If this bill goes through all the way, Canada will be on the Special Watch list alongside countries such as Afghanistan, Belarus, Cuba, Egypt, India, Indonesia, Laos, Russia, Somalia, Tajikistan, Turkey and Venezuela.

As well as the Ohio state’s legislature and the European Parliament, the International Air Transport Association (IATA) demanded that Trudeau lift all COVID-19 air travel restrictions due to the extremely long delays experienced in airports. 

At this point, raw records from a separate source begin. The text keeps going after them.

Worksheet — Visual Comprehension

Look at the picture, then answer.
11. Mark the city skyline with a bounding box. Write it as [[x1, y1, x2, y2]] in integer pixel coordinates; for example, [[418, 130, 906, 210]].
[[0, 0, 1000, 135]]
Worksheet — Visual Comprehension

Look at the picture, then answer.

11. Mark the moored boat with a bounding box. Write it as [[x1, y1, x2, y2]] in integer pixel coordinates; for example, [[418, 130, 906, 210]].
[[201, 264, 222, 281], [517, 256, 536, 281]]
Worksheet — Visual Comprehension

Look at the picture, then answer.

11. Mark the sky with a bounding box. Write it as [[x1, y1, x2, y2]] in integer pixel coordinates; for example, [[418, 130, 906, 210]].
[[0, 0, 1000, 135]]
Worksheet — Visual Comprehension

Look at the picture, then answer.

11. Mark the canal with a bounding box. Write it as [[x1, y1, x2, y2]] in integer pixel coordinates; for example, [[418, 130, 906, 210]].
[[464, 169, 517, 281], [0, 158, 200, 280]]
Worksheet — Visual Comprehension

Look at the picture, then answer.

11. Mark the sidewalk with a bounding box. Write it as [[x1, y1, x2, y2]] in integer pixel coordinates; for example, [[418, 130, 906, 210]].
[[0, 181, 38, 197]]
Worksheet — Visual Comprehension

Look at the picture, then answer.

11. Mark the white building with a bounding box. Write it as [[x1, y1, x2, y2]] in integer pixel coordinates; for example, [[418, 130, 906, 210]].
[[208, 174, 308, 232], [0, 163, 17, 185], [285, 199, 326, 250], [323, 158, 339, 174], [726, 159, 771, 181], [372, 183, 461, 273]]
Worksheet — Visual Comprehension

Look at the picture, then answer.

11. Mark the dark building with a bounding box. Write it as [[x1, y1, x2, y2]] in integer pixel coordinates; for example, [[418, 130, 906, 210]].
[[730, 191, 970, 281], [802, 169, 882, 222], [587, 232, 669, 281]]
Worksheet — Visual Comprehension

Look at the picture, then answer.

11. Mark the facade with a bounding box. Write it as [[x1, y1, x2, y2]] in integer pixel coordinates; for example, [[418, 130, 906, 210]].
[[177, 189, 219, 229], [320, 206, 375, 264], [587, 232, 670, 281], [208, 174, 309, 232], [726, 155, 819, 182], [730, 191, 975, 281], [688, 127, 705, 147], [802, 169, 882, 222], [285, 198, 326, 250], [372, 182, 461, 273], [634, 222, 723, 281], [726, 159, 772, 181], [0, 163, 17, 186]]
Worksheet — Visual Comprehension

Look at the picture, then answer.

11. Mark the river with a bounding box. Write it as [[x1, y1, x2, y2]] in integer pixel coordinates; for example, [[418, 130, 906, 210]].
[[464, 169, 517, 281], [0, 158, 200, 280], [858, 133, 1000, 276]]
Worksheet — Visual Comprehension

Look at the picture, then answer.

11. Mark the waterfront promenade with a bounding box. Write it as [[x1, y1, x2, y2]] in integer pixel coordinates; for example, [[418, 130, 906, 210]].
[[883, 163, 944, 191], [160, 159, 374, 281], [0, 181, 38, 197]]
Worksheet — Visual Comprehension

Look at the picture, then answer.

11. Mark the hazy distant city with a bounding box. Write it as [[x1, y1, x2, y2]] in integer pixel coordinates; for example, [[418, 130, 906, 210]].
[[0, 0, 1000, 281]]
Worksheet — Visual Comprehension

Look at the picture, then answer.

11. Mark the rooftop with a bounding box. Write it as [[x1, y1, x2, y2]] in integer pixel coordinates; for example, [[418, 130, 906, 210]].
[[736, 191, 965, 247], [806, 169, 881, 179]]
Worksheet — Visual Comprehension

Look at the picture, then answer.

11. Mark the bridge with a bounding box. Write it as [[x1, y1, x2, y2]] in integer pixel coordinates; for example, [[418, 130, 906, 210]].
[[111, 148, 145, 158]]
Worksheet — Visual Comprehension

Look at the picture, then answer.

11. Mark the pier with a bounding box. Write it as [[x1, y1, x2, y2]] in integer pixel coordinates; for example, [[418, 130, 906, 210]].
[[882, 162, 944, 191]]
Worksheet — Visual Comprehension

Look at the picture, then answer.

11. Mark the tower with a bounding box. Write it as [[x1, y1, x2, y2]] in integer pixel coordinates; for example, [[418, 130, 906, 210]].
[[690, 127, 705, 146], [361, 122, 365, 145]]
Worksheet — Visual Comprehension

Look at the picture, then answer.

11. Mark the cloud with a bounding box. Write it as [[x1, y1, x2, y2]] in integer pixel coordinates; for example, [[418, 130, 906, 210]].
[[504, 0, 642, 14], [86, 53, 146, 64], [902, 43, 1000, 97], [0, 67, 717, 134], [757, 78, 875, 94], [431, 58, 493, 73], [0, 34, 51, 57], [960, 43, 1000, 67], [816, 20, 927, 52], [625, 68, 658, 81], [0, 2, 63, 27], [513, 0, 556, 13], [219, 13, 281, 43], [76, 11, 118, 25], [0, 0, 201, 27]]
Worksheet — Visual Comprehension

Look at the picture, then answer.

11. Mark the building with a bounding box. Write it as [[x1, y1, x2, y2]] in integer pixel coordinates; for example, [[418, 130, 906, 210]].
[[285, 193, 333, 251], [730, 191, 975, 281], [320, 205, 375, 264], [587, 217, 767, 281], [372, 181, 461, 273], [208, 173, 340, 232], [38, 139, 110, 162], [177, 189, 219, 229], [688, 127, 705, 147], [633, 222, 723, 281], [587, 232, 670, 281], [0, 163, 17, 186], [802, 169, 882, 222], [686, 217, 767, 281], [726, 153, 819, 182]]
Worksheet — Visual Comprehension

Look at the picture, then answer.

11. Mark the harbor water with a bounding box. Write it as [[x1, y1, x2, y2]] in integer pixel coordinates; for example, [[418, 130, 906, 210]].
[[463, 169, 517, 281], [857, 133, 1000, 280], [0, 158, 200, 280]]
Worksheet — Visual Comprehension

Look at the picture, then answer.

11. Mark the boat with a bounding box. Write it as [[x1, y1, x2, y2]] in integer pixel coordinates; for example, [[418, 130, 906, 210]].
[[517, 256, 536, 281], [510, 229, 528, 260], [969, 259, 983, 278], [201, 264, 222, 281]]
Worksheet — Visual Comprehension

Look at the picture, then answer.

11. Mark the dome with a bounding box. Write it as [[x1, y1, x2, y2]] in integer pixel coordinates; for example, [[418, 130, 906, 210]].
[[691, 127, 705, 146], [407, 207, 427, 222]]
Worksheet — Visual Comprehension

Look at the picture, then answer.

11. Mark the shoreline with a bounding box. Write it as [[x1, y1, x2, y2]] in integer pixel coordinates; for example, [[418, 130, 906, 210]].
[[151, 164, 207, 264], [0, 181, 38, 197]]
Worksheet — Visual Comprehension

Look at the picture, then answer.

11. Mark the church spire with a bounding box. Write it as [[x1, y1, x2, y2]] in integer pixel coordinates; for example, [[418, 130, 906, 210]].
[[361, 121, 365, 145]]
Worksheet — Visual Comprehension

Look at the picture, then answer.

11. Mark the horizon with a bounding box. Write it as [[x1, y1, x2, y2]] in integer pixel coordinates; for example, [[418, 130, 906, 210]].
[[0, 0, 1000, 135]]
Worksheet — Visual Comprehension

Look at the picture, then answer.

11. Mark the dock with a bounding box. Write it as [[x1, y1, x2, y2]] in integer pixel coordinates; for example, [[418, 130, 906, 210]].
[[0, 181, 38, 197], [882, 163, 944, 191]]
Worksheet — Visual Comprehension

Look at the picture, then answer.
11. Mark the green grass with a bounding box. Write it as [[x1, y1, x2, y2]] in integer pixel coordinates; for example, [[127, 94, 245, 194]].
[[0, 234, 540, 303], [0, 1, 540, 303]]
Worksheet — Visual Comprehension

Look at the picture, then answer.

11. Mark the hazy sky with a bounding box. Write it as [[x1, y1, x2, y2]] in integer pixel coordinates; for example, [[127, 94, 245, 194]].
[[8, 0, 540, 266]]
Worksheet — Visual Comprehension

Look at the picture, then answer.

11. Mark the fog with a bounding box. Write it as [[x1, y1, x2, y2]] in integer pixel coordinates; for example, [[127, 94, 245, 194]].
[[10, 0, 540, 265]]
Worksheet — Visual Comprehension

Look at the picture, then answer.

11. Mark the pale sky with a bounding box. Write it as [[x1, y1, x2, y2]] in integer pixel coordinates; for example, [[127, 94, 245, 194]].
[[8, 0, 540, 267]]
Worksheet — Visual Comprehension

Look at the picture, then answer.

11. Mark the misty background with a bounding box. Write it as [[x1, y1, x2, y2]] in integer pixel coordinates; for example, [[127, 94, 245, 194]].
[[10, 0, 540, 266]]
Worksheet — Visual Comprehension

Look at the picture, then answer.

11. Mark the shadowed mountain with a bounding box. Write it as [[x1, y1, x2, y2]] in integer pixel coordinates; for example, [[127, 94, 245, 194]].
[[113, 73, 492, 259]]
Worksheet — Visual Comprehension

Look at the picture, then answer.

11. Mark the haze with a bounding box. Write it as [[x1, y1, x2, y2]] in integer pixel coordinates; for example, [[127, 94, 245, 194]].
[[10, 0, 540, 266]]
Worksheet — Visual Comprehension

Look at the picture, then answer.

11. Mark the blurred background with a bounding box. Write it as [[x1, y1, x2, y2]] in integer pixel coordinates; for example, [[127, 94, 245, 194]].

“It’s pretty dire. It’s delays, delays, delays,” claimed IATA spokesman Markus Ruediger.

This all in the past month and less. But it is important to recall Trudeau’s visit to the EU Parliament in March, where he faced harsh criticism from foreign politicians. 

Indeed, Romanian MEP Christan Terhes blasted Trudeau over his response to the Freedom Convoy by stating that his behaviour was one of a tyrant and a dictator. 

Croatian MEP Mislav Kolakusic also said that “Canada, once a symbol of the modern world, has become a symbol of civil rights violations under [his] quasi-liberal boot in recent months.”

“[Your methods show] a dictatorship of the worst kind,” he said. Reuters, in a Mainstream media fashion, fact checked his claims and claimed that it is “mostly triggered by a misunderstanding of information.” 

The German MEP followed the lead by blasting Trudeau over his admiration for Communist China. 

“A prime minister, who openly admires the Chinese ‘basic dictatorship,’ who tramples on fundamental rights by persecuting and criminalizing his own citizens as terrorists, just because they dares to stand up to his PERVERTED concept of democracy,” she clearly stated. 

This shows that the awareness that the international community has of Trudeau’s regime continues to grow, and will certainly become enormously more important if the Ohio bill goes all the way through.